Wednesday, November 16, 2011
Tech industry silence is deafening on #BlackInAmerica
Last sunday night Black In America 4, the documentary that chronicled the summer that I and seven other black entrepreneurs spent in Silicon Valley, aired. (note it will re air Sat Nov 19th at 8pm) The aftermath has been, in some parts exciting. I have been incredibly busy doing panels and interviews. #BlackInAmerica was even a trending topic on Twitter on Sunday evening. In some sense it felt like lots of people were paying attention.
This is important to me not because I am in the documentary but because the lack of significant African-American presence in the tech economy is, I believe, critically important. In fact, If we don’t fix it, its going to accelerate an already dangerous level of wealth inequality in the country.
As I said in the documentary, not fixing this problem ultimately leads to a permanent underclass. And if you think Occupy Wall Street is a troubling signal regarding dissatisfaction around wealth distribution, you ain’t seen nothing yet. I fear the growing wealth disparity, particularly along racial and ethnic lines, will be catalyst for significant civil unrest.

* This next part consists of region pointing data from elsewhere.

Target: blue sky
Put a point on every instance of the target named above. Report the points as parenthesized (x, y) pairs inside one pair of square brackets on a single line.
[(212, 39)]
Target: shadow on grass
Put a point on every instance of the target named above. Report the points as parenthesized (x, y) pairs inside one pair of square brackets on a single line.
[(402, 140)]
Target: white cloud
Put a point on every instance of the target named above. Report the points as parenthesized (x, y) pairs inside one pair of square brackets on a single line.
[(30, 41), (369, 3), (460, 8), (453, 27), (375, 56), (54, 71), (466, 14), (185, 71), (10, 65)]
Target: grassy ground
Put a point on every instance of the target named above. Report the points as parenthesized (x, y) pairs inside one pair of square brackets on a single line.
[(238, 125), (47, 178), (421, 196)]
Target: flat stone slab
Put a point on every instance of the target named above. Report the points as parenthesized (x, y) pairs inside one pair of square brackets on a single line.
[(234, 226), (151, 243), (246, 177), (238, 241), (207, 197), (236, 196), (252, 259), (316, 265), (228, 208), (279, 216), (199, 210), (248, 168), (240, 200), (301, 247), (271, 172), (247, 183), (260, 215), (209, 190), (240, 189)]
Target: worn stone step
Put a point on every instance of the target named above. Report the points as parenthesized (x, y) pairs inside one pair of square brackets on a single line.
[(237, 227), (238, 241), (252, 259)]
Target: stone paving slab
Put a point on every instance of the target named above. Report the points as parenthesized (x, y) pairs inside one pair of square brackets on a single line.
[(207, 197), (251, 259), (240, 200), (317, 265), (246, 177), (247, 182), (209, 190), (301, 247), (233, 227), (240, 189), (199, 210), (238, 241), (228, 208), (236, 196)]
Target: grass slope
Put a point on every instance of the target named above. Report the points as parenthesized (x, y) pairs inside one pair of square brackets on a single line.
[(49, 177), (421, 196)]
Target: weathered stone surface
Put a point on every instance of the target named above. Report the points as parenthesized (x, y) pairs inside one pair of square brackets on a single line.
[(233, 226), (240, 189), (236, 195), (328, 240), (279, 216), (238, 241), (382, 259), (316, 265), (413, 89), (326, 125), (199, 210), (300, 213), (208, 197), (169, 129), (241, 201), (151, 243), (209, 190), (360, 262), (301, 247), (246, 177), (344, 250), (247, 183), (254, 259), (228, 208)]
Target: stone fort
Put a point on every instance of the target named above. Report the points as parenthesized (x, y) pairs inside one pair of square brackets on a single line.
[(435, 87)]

If we are going to change course, in my view, the most valuable potential outcome of the documentary would be a willingness to more openly discuss the issue of race in technology. And since Twitter is a great proxy for engagement on any issue, that’s where I looked. I was hoping that given the heavy discussion in the tech blogosphere and press that the issue had finally broken into the mainstream.
But the Twitter stream said something else. Initially my sense was purely anecdotal, but I saw none of the tech industry “players” participating in the conversation.
So at my company, Kloudco, we decided to do some quick analytics. We pulled down all 150,000 #BlackInAmerica tweets between 9am est, the morning of the Black In America 4 airing, and 9am the next day. Then we cross referenced that list with industry mega-pundit Robert Scoble’s important tech people lists. These include his Twitter lists for press, VCs, and others.
Unfortunately, the results were just as I feared.
Across all of Scoble’s lists, there were only three participants in the discussion: @lekanB, @rachelsklar, and @venturebeat. The tech industry either wasn’t watching, was totally unengaged or worse, uninterested.
For whatever the reasons the tech industry is silent.